Bugün bize ulaşan, Kürt kültüründeki birçok folklorik eser Cindî'nin emektarlığının ürünüdür. Bu yüzden Cindî için 'Kürtlerin Hafızası' desek abartmış olmayız.
Kars'a bağlı Yemençayır'da 18 Mart 1908 tarihinde dünyaya gözlerini açar Cindî.
1. Dünya Savaşı sırasında bölgede yaşanan katliamlar sonrası 1917 yılının sonunda Ermenistan Elegez'e göç etmek zorunda kalan Cindî, katliamlar ve hastalıklar nedeniyle bir kardeşi hariç tüm ailesini kaybeder.

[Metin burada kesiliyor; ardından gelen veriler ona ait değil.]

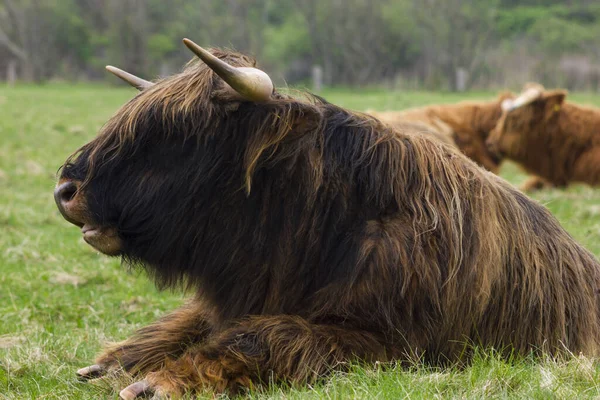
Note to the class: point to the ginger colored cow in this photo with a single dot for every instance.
(549, 137)
(466, 125)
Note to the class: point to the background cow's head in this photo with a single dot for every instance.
(524, 119)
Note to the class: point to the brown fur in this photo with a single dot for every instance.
(314, 236)
(466, 124)
(556, 140)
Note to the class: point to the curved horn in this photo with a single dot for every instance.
(528, 96)
(249, 83)
(138, 83)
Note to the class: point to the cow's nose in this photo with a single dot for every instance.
(64, 195)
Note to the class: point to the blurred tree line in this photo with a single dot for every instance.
(402, 43)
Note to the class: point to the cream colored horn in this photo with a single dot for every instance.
(138, 83)
(249, 83)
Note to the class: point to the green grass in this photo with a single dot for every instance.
(59, 299)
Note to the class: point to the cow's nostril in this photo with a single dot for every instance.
(65, 193)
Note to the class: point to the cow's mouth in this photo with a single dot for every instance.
(103, 239)
(72, 205)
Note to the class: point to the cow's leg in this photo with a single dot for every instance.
(150, 347)
(260, 349)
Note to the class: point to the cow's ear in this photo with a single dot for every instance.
(554, 100)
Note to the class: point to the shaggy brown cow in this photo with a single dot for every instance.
(466, 124)
(556, 140)
(313, 236)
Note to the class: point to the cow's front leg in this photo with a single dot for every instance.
(257, 350)
(150, 347)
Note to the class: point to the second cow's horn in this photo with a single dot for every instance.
(138, 83)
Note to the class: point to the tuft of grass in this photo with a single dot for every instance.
(60, 300)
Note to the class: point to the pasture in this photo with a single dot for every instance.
(60, 299)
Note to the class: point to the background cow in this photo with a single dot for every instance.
(466, 124)
(312, 236)
(556, 140)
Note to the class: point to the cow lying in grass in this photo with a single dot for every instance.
(312, 237)
(556, 140)
(466, 124)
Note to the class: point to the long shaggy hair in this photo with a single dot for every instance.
(557, 140)
(300, 210)
(466, 125)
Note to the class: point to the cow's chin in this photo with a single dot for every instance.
(105, 240)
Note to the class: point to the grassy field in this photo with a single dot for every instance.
(59, 299)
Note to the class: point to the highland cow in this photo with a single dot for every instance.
(466, 125)
(312, 237)
(556, 140)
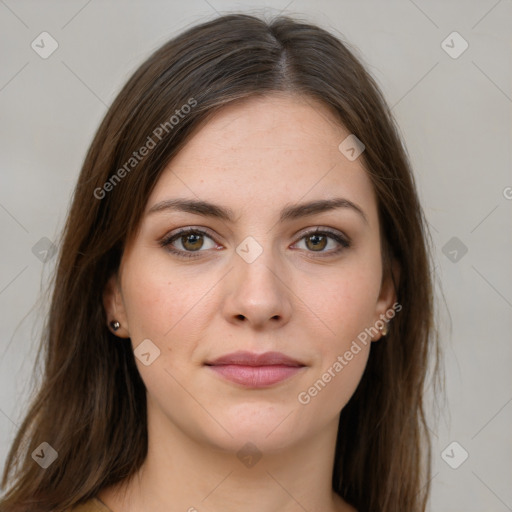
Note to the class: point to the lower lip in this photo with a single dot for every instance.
(256, 376)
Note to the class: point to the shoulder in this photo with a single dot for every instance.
(92, 505)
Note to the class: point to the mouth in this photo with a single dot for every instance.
(256, 370)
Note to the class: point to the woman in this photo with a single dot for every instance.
(242, 313)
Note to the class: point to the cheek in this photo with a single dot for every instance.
(344, 303)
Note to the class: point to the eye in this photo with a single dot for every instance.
(318, 240)
(191, 240)
(188, 241)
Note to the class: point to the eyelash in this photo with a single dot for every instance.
(166, 242)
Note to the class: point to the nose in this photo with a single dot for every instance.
(257, 293)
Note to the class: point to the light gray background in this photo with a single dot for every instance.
(455, 116)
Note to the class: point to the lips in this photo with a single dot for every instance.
(255, 370)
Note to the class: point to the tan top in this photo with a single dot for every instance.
(92, 505)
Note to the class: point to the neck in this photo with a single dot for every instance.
(185, 473)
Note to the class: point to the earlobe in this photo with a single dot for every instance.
(114, 308)
(387, 300)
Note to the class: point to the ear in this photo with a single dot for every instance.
(114, 307)
(387, 296)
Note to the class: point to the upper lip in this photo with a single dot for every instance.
(244, 358)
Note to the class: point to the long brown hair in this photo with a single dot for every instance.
(91, 403)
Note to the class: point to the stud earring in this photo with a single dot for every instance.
(384, 329)
(115, 325)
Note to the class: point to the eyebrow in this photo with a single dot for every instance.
(291, 212)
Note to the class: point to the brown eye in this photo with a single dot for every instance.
(192, 241)
(324, 242)
(188, 242)
(316, 242)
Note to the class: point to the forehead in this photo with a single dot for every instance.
(264, 152)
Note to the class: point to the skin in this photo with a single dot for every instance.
(254, 157)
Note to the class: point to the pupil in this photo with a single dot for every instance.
(193, 240)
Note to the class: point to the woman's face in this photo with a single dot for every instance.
(253, 277)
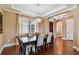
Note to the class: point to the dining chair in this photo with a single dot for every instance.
(22, 48)
(39, 44)
(49, 40)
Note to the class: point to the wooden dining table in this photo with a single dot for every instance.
(29, 41)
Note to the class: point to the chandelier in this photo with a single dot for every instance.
(38, 19)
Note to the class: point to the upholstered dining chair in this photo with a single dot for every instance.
(39, 44)
(49, 40)
(22, 48)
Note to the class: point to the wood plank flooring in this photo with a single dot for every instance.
(61, 47)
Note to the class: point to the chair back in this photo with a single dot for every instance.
(40, 40)
(20, 42)
(49, 37)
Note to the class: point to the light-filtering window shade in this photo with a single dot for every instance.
(27, 25)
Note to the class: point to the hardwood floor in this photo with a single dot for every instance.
(61, 47)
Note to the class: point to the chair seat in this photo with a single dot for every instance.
(28, 49)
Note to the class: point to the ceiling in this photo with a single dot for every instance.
(42, 9)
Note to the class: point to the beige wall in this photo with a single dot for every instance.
(75, 13)
(44, 26)
(1, 34)
(9, 28)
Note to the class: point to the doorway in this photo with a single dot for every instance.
(51, 27)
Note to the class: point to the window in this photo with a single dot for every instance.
(27, 25)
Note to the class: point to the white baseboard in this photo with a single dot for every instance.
(77, 49)
(7, 45)
(1, 50)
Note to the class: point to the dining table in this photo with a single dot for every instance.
(31, 41)
(28, 41)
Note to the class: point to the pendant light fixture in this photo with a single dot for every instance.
(38, 19)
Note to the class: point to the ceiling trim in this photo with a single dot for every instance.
(64, 11)
(54, 10)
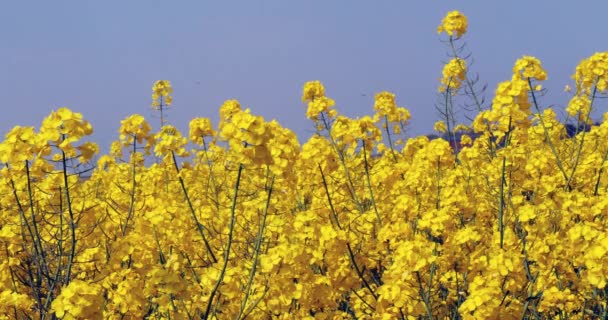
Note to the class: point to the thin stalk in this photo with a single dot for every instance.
(388, 135)
(584, 134)
(133, 186)
(199, 226)
(599, 175)
(547, 137)
(228, 245)
(501, 208)
(258, 245)
(71, 215)
(369, 185)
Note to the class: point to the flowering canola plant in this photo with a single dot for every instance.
(242, 221)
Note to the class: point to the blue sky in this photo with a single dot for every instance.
(101, 58)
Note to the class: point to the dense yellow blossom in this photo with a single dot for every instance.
(242, 221)
(454, 24)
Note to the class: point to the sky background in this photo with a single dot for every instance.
(101, 58)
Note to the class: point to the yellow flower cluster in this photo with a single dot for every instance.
(454, 72)
(240, 220)
(454, 24)
(161, 94)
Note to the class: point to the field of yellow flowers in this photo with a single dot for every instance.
(503, 218)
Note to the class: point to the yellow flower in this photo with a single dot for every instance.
(454, 24)
(440, 126)
(454, 72)
(161, 94)
(312, 90)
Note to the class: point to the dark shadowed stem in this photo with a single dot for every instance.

Ve fakat takvimler 1917 yılına ulaşmış ve yaşadığı topraklarda gerçekleşen sosyalist devrim sonucunda eşit ve özgür bir hayata tanıklık etmiştir Heciyê Cindî. Kendisi bir yetimhaneye yerleştirilir ve aynı zamanda eğitim almaya başlar. İlk ve orta öğrenimini tamamladıktan sonra 1929 yılında öğretmen yetiştirme kursuna devam eder. Kursa devam ederken aynı zamanda Erivan'daki köylerde öğretmenlik görevi de yapar. Cindî bu köy okullarında Kürtçe dersler vermektedir bunun yanı sıra. 1930 yılında Erivan'da Dilbilim Fakültesi'ne girer.
Heciyê Cindî Ermenistan'da üniversitede okuyan ilk Kürt öğrenci olma özelliği taşımaktadır. Fakülte eğitimine başladığı süreçte, gelecekte Kürt kültürüne yapacağı sayısız katkıya gidecek yolun ilk adımını da atacaktır.
Heciyê Cindî, 25 Mart 1930 yılında okuyucuyla buluşan ve Kürt tarihinin en uzun soluklu gazetesi olma özelliği taşıyan Riya Teze'nin kültür bölümünün başkanlığını yapar. Bu süreci Sovyet Sosyalizminin Kürtlere başka bir armağanı olan Erivan Radyosu çalışmalarına katılması izler. Cindî radyoda haber spikerliği yapar.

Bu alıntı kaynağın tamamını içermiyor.